Silk Road & Beyond

Ulaanbaatar


Built on the banks of the Tuul Gol river, Ulaan Baatar is by far Mongolia’s largest city. Its centre is largely dominated by soviet style skyscrapers, under whose shadows stroll couples in traditional dress. The city is surrounded by picturesque mountains and wide sweeping vistas.

The Winter Palace of Bogd Khan, built in the late 19th century, is the only surviving residence of the last religious and political leader of Mongolia, King Damba Hutagt 8th (who was commonly referred to as Bogd Khan). The others were destroyed by the Russians. The Incarnations of the Bogd Khan ended with his death in 1924. The palace’s museum offers a wide variety of Buddhist art but its mainstay is the huge and sometimes scary natural history specimens collected by the Bogd Khan.

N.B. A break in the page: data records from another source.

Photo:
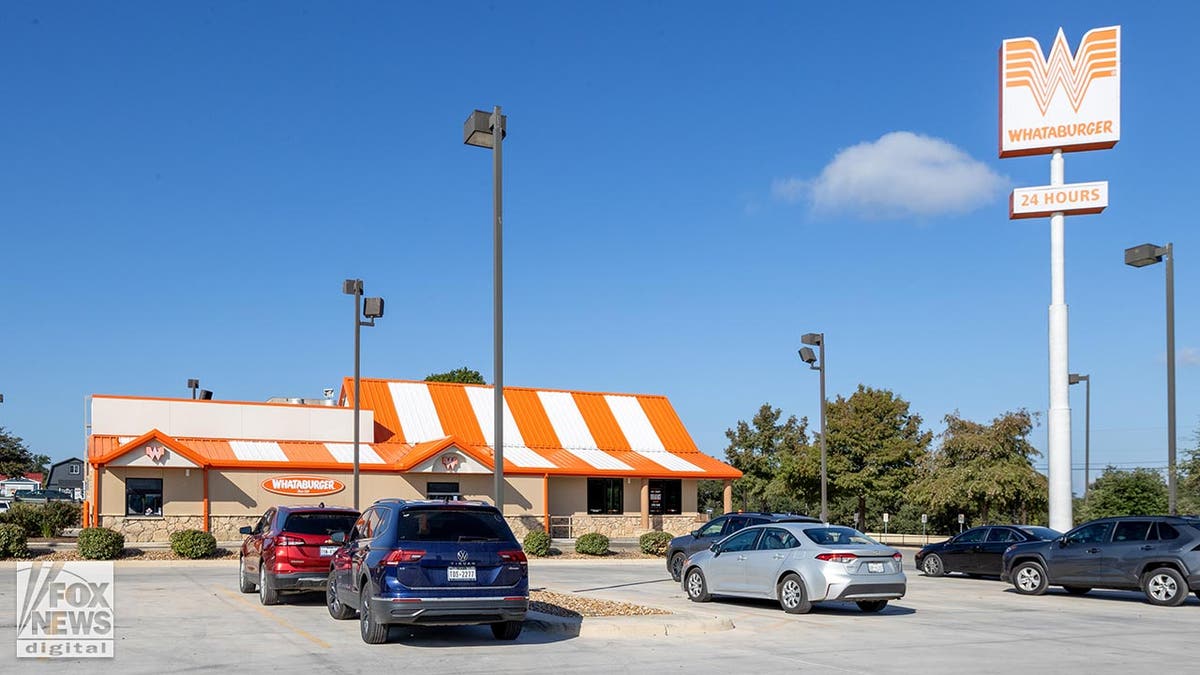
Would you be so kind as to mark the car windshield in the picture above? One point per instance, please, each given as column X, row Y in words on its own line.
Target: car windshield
column 319, row 523
column 451, row 525
column 1042, row 532
column 839, row 537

The Natural History Museum houses a fine ornithological gallery, geology section including meteorites, and some imposing dinosaur skeletons.

The Gandan Khiid Monastery means the “great place of complete joy”. It is the most important and largest monastery in Mongolia. Built in 1838, the Communist purges of 1937 fell heavily on the monastery but luckily it survived and there are now 150 monks in residence. The main courtyard contains the temple of Ochiraary Sum and the smaller Golden Dedenpovaran Sum. On the third side is the magnificent white Migjid Janraisig Sum, the monastery’s main attraction.

Mongolians were born on the back of horses; they ride them, eat them and even make Airag, an alcoholic drink from mare’s milk. Mongolians have over 300 words for horses, and no trip to Mongolia would be complete without a trip to the Hustai Nuruu National Park and Horse Reserve near Ulaan Baatar.